Shares in the tech giant hit a high of $664.75 (£422.50) in Monday morning trading, valuing the company at more than $619bn. The price topped the $618.9bn Microsoft achieved in December 1999.
In January, Apple surpassed oil firm Exxon Mobil for the first time to become the most valuable company on the planet. It now dwarfs Exxon's $405.6bn market value by more than $213bn.
The company's shares dropped dramatically in July as sales figures disappointed analysts, even as profits rose 21% year-on-year to $8.8bn (£5.6bn).
But shares have risen again on rumours that Apple is planning to launch a smaller version of its top-selling iPad and is close to making a new push in the TV market, which has long been a target for chief executive Tim Cook.

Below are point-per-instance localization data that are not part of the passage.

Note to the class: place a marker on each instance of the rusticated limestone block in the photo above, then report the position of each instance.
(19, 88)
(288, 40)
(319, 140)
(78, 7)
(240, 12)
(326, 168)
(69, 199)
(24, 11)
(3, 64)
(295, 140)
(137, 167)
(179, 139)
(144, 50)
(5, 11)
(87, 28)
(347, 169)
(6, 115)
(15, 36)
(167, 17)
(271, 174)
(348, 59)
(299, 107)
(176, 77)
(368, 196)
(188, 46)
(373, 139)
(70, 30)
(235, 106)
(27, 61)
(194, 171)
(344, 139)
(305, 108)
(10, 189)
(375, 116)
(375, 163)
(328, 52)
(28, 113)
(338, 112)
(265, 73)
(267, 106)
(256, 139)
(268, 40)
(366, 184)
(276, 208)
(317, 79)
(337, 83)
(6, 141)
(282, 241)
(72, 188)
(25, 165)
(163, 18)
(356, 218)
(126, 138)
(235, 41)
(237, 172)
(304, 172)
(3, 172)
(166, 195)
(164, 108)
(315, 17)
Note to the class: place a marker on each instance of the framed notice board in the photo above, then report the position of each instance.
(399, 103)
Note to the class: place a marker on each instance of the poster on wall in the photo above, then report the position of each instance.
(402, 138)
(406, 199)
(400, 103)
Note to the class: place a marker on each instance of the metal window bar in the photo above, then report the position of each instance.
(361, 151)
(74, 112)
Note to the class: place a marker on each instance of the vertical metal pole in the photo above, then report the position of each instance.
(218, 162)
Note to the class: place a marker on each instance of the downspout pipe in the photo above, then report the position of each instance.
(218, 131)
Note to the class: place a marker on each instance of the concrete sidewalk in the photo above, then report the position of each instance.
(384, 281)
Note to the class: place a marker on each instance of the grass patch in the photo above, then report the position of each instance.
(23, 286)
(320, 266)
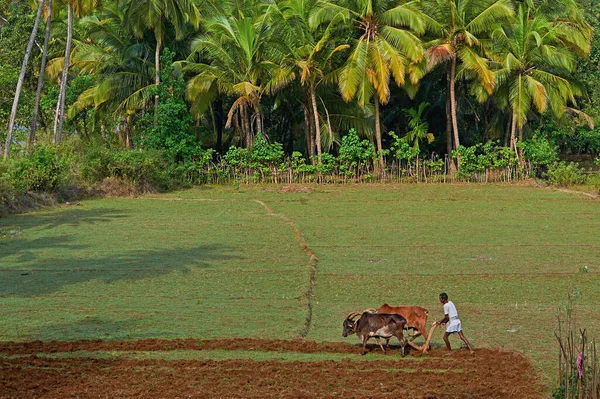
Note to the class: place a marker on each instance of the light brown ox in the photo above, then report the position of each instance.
(416, 317)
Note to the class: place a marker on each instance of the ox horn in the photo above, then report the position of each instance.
(352, 315)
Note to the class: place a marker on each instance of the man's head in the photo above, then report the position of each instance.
(443, 297)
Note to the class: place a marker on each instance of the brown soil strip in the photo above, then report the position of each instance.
(487, 374)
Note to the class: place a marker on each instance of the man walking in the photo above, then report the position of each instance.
(452, 323)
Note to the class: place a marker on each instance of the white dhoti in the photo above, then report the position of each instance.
(453, 325)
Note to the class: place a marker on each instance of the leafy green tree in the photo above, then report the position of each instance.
(155, 15)
(13, 113)
(385, 41)
(419, 128)
(75, 8)
(122, 67)
(307, 57)
(40, 86)
(171, 131)
(230, 59)
(535, 65)
(459, 29)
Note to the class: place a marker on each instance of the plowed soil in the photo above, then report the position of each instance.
(33, 370)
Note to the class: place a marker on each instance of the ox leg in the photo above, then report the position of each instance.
(416, 333)
(403, 343)
(364, 350)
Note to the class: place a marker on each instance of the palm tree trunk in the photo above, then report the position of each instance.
(308, 134)
(60, 106)
(38, 93)
(448, 122)
(156, 78)
(508, 126)
(13, 113)
(378, 133)
(513, 140)
(453, 102)
(317, 124)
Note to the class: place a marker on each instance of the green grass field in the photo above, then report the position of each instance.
(217, 262)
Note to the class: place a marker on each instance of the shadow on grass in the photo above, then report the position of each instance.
(92, 327)
(55, 274)
(13, 230)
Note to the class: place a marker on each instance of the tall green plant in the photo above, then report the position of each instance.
(385, 39)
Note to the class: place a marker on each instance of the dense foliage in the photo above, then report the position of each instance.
(350, 87)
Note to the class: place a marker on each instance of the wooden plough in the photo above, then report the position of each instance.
(425, 347)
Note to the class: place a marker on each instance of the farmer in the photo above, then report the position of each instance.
(452, 322)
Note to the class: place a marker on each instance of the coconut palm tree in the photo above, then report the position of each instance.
(155, 15)
(385, 41)
(535, 66)
(307, 58)
(231, 59)
(123, 68)
(40, 86)
(458, 29)
(13, 113)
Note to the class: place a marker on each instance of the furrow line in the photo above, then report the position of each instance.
(308, 295)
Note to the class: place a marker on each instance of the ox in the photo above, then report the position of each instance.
(416, 317)
(378, 325)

The company's share price was $378.55 on 5 October 2011, the day that Steve Jobs, co-founder and the driving force behind the firm's most famous products, died. Since his death, Apple has gone on to report record sales, and its share price has soared.
Apple's landmark high comes as Facebook's shares hit new lows on Monday, sinking to less than half their initial public offering price and halving the fortune of founder Mark Zuckerberg.

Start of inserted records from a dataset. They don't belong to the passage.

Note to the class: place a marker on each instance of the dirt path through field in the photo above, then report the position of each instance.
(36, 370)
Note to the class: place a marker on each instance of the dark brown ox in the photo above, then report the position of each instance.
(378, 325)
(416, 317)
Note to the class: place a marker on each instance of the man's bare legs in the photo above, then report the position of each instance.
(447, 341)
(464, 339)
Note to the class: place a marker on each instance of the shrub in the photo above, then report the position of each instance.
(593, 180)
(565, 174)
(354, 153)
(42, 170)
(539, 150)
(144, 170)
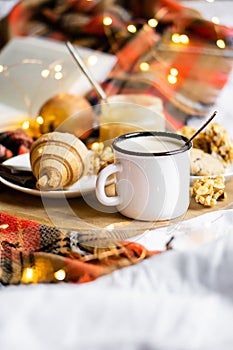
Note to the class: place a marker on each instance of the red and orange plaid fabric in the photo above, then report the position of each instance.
(35, 253)
(203, 67)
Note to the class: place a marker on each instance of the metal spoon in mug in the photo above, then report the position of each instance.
(201, 128)
(87, 73)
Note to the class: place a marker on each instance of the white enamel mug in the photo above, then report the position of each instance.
(152, 175)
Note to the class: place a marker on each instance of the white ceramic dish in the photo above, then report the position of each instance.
(85, 185)
(25, 87)
(227, 175)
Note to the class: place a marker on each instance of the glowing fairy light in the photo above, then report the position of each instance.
(152, 22)
(28, 275)
(176, 38)
(58, 68)
(60, 275)
(92, 60)
(221, 43)
(107, 21)
(45, 73)
(174, 72)
(172, 79)
(144, 67)
(215, 20)
(58, 75)
(4, 226)
(26, 125)
(39, 120)
(184, 39)
(131, 28)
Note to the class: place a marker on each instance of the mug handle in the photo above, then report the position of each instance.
(101, 183)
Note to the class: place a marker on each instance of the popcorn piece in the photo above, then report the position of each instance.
(100, 156)
(215, 139)
(207, 191)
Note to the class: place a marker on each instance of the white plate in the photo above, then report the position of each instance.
(227, 175)
(85, 185)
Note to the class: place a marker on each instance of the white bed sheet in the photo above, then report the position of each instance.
(176, 300)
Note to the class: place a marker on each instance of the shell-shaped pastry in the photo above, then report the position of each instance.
(57, 160)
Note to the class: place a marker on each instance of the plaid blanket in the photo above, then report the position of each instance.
(35, 253)
(146, 54)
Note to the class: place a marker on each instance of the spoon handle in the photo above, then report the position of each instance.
(87, 73)
(202, 127)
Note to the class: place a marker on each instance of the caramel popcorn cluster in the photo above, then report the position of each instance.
(219, 142)
(100, 156)
(207, 191)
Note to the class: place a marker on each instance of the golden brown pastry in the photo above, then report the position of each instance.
(57, 160)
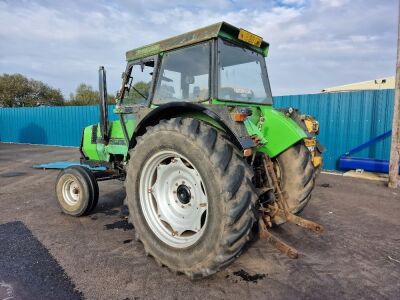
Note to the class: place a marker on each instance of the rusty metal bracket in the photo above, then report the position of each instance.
(310, 225)
(278, 243)
(279, 211)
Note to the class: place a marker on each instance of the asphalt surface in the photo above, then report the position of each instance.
(45, 254)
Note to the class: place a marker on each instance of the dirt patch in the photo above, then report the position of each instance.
(247, 277)
(123, 224)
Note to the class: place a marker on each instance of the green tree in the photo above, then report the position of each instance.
(85, 95)
(17, 90)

By mid-morning, Facebook's shares hit a new low of $18.75 (although recovered to close at $20.01), less than half the $38 they were sold for in May amid the most heavily hyped stock sale in recent history. The slump has knocked close to $10bn off the value of Zuckerberg's stake in the firm, which is now worth about $9.5bn.
Facebook's recent share slide comes after the expiration of a lock-up period that allows some of its earliest investors to sell more of their shares. The expiration increased the pool of available shares by 60% and confirmed analysts' fears that it might lead to more falls in Facebook's already battered share price.

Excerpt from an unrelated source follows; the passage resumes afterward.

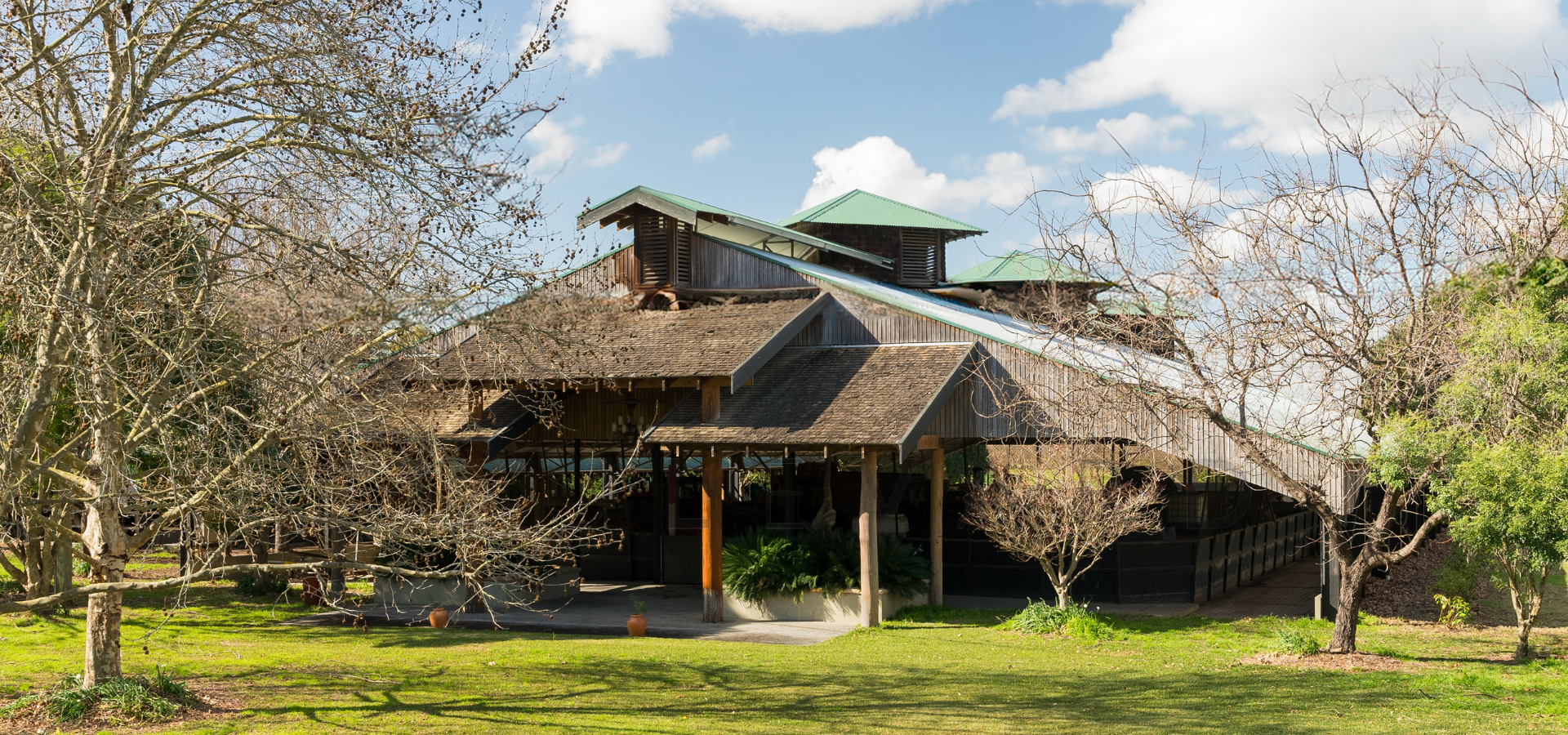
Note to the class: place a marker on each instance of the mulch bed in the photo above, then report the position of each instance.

Some of Silicon Valley's most prominent investors are among those now able to reduce their holdings. Details of which large shareholders have decided to cash in are not yet available.
Facebook's share price faces a series of other potential challenges in the next few months as more lock-up periods expire and staff are allowed to sell shares.
Facebook's fall comes as its peers, too, have faced investor scepticism. Shares in Groupon, the daily deals site, are also close to new lows and early investors including Marc Andreessen, one of Silicon Valley's most respected investors, have been cutting their holdings.
Shares in Zynga, the online games company, have fallen over 68% since last year's initial public offering. The firm, whose hits include Words With Friends and Draw Something, was responsible for 12% of Facebook's revenue last year.
On the day of its IPO in May Facebook was briefly valued at more than $100bn, more than the combined worth of Nike and Goldman Sachs. The social network is now valued at $40.61bn.
The company is on course to claim a billion people as users this year. But while its size and reach are undisputed, analysts fear that the firm has been unable to find a way to make money from its mobile users, the fastest growing sector of its business.